The genomic DNA was extracted from 200 mL-blood of each sample after enzymatic digestion with proteinase K, using the QIAGEN DNA tissues extraction kit (QIAGEN, Hilden, Germany), following the manufacturer’s recommendations. The extracted DNA was eluted in a total volume of 200 µl and stored at – 20°C until use.
Samples were screened by qPCRs: 28S Kinetoplastida, 28S Leishmania-Trypanosoma spp., 5.8S Trypanosoma spp., 18S Leishmania spp. and the qPCR targeting the kDNA of L. donovani complex. Positive samples for of L. donovani complex were tested to L. infantum using the L. infantum kDNA based qPCR;
All samples found positive by qPCR were subjected to conventional PCR/sequencing of ~550 pb-fragments of 28S gene of Kinetoplastida. Leishmania-positive samples were tested in PCR/sequencing of partial ITS2 and 18S rRNA genes. Trypanosoma-positive samples have also been tested by the ITS1 based-PCR and amplicons were sequenced (Table 1).
Determination of assay performance characteristics
Here, the performances of qPCR assays were evaluated in the absence of gold standard test. The true positive samples were determined: the sample was considered true positive if at least one of the sequences was obtained by PCR/sequencing of a part of 28S rRNA for Kinetoplastida, 18S rRNA and/or ITS2 for Leishmania spp. and/or ITS 1 for Trypanosoma spp. (Table 1). By using this criterion to determine the true positive samples, we reduced the possibility of false positives and qPCR assays will be evaluated as much as possible for their specificity. One of the limitations is the difficulties to take decisions in cases found positive by qPCR and negative in standard PCR that may be linked to a sequencing defect, for X or Y reasons, e.i. low quantity of DNA in the sample, not related to failure in specificity of the qPCR.
Statistical analysis
After set of databases Microsoft Excel® program (Microsoft Corp., Redmont, USA), a descriptive study of the Kinetoplastida of infections was performed. The statistical analysis was conducted using XLSTAT Addinsoft version 2018.7 (Data Analysis and Statistical Solution for Microsoft Excel, Paris, France).
To determine assay performance characteristics for each test, Prevalence (Pr), Correct classification (Cc) and Misclassification (Mc), Se, Sp, False positive rate (FP), False negative rate (PN), Positive and negative Predictive Value (PPV & NPV), calculated for each test.

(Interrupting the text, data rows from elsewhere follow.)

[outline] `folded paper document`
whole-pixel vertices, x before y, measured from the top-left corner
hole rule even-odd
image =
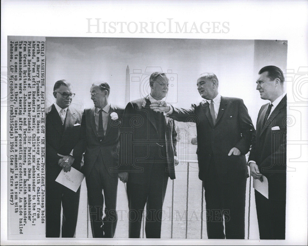
[[[269,182],[267,179],[264,175],[262,176],[263,182],[261,182],[259,179],[253,179],[253,188],[260,193],[269,199]]]
[[[65,172],[63,169],[61,170],[55,181],[76,192],[84,178],[83,173],[72,167],[71,171],[67,173]]]

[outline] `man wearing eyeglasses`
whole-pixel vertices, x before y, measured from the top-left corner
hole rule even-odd
[[[62,169],[80,169],[80,161],[73,157],[78,142],[82,112],[70,106],[75,94],[64,80],[54,87],[55,103],[46,110],[46,236],[60,236],[61,203],[63,208],[61,236],[75,236],[80,188],[75,192],[56,182]]]
[[[92,235],[95,238],[113,237],[117,220],[117,167],[119,128],[121,123],[118,117],[123,114],[124,109],[109,103],[110,91],[106,82],[92,85],[91,99],[94,107],[84,111],[82,137],[75,149],[80,159],[85,153],[82,171],[86,177]],[[104,200],[105,216],[103,219]]]

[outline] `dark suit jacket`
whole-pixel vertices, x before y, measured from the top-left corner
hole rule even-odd
[[[248,159],[249,162],[256,162],[259,171],[267,178],[270,199],[286,199],[286,95],[273,110],[268,124],[265,125],[263,119],[270,104],[261,107]],[[272,130],[275,126],[280,129]]]
[[[159,164],[153,164],[152,161],[164,154],[166,155],[165,158],[160,163],[165,165],[170,178],[175,178],[174,158],[176,155],[176,132],[174,122],[163,113],[151,109],[150,104],[147,98],[141,98],[129,103],[124,112],[121,134],[124,136],[121,145],[125,148],[122,148],[120,151],[121,164],[124,164],[121,168],[129,172],[128,182],[135,183],[145,183],[153,165]],[[159,125],[155,119],[155,114],[161,119]],[[163,137],[153,139],[150,134],[153,132],[162,134],[161,136]],[[156,143],[161,146],[160,149]]]
[[[119,166],[119,129],[121,124],[120,117],[124,109],[111,105],[105,137],[100,141],[98,137],[95,124],[95,108],[85,109],[83,112],[81,121],[81,137],[78,147],[74,149],[73,155],[76,156],[80,161],[82,154],[84,152],[82,171],[87,178],[89,176],[100,151],[108,173],[112,177],[116,177],[118,172],[116,168]],[[110,114],[113,112],[119,116],[118,120],[114,121],[111,119]]]
[[[71,106],[67,109],[64,125],[54,105],[46,110],[46,173],[47,180],[54,181],[62,169],[57,153],[69,155],[79,140],[82,111]],[[80,170],[80,162],[75,160],[72,166]]]
[[[242,99],[222,96],[215,125],[205,100],[189,109],[174,108],[170,115],[179,121],[193,121],[197,127],[199,178],[205,180],[211,160],[215,162],[218,177],[224,182],[247,177],[245,155],[249,150],[254,128]],[[228,156],[233,147],[241,155]]]

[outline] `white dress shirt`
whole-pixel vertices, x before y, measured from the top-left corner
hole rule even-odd
[[[158,101],[156,99],[153,97],[152,96],[151,96],[151,94],[149,94],[147,96],[148,98],[148,99],[149,100],[150,100],[150,101],[151,102],[151,103],[152,103],[154,102]],[[160,100],[160,101],[166,101],[166,97],[164,97],[163,98],[162,98],[162,99]],[[167,104],[167,105],[169,105]],[[170,110],[169,110],[167,113],[165,113],[164,112],[164,115],[165,116],[168,115],[169,114],[171,114],[172,113],[173,110],[172,109],[172,107],[170,107]]]
[[[60,118],[61,117],[61,115],[60,114],[60,112],[61,111],[61,109],[63,109],[64,111],[65,111],[65,115],[66,115],[66,113],[67,111],[67,108],[66,108],[65,109],[61,109],[59,107],[58,105],[56,103],[55,104],[55,106],[56,107],[56,109],[57,109],[57,111],[58,111],[58,113],[59,114],[59,116],[60,116]]]
[[[109,117],[109,110],[110,109],[110,104],[108,103],[103,109],[102,113],[103,116],[103,128],[104,129],[104,135],[106,134],[107,130],[107,125],[108,123],[108,118]],[[96,125],[96,131],[98,131],[99,119],[99,113],[101,109],[98,108],[95,108],[94,110],[94,118],[95,119],[95,125]]]
[[[283,97],[286,96],[286,92],[285,92],[281,96],[278,96],[276,100],[272,103],[272,104],[273,104],[273,106],[272,107],[272,108],[271,109],[270,112],[270,114],[269,115],[269,117],[270,117],[270,116],[272,114],[273,111],[274,111],[274,109],[275,108],[277,107],[278,105],[279,104],[279,103],[280,102],[280,101],[282,100],[282,98],[283,98]],[[268,119],[268,117],[267,118]]]

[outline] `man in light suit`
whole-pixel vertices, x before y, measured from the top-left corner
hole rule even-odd
[[[286,169],[286,93],[282,71],[261,68],[257,81],[261,98],[270,102],[259,112],[248,164],[255,179],[268,182],[268,199],[255,190],[260,239],[284,239]]]
[[[151,108],[169,112],[171,117],[179,121],[194,120],[208,238],[243,239],[248,176],[245,155],[249,150],[254,129],[242,99],[222,96],[218,93],[218,80],[214,74],[201,75],[197,86],[205,99],[198,105],[178,109],[162,101],[153,104]]]
[[[85,152],[82,171],[86,177],[93,237],[112,238],[117,221],[116,210],[119,166],[119,116],[123,109],[108,101],[110,87],[105,82],[91,87],[92,109],[84,110],[82,138],[76,152],[81,160]],[[105,216],[102,219],[104,198]]]
[[[75,94],[65,80],[54,87],[55,103],[46,113],[46,236],[60,234],[61,204],[63,207],[62,237],[75,236],[80,187],[76,192],[55,182],[62,169],[80,170],[80,162],[73,157],[79,137],[82,112],[70,106]]]
[[[127,171],[123,173],[124,181],[128,180],[130,238],[140,237],[146,203],[146,236],[160,238],[162,209],[168,179],[175,178],[174,166],[178,163],[173,120],[150,108],[152,103],[166,96],[168,80],[164,73],[155,72],[151,75],[149,82],[150,94],[126,106],[121,130],[127,137],[121,141],[126,148],[120,152],[127,161],[120,168]]]

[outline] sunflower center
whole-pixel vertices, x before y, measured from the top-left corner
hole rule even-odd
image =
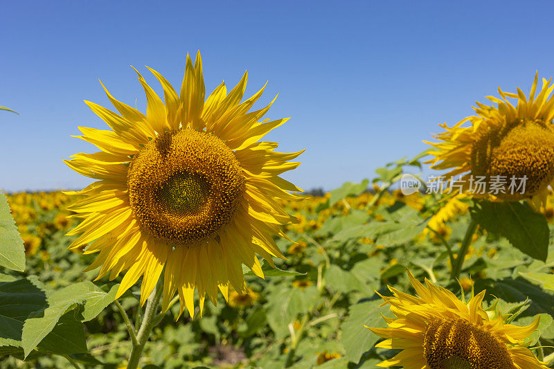
[[[511,201],[531,197],[554,179],[554,131],[534,121],[492,128],[473,144],[471,162],[473,174],[484,176],[488,187],[493,181],[499,183],[496,196]],[[512,177],[518,187],[526,178],[524,189],[510,188]]]
[[[431,321],[423,355],[431,369],[515,369],[505,344],[462,319]]]
[[[225,143],[204,132],[167,132],[129,165],[131,208],[141,228],[172,244],[215,236],[235,215],[244,191],[240,164]]]

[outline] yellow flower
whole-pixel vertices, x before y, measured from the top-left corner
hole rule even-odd
[[[261,120],[272,102],[249,112],[265,87],[241,102],[247,73],[229,93],[222,83],[204,100],[199,53],[194,65],[187,56],[180,96],[150,70],[165,104],[137,71],[145,115],[107,90],[119,114],[86,102],[110,129],[80,127],[80,138],[102,151],[65,161],[96,180],[70,192],[87,196],[67,208],[84,219],[68,233],[82,233],[70,248],[91,242],[86,253],[100,253],[88,270],[102,266],[98,278],[127,270],[116,298],[142,276],[141,304],[165,267],[163,309],[177,292],[180,312],[192,316],[195,289],[202,314],[206,295],[215,304],[218,289],[225,299],[229,286],[247,291],[242,264],[263,277],[256,253],[271,265],[284,258],[273,236],[286,237],[280,227],[293,219],[275,200],[301,190],[278,176],[300,164],[288,161],[302,151],[259,141],[287,118]]]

To measure the agreement of qPCR assays according to sequencing (defined as gold standard in this study), one could simply compute the percentage of cases for which both qPCR and sequencing results agree. This statistic has nevertheless an important weakness. It does not account for agreement randomly occurring. On the other hand, Cohen’s Kappa measures agreement, while removing random effects, thus ensuring good reproducibility. Cohen’s Kappa (k) measures agreement was used to evaluate the relevance of each qPCR assay according to the sequencing results as established by Landis and Koch (1977).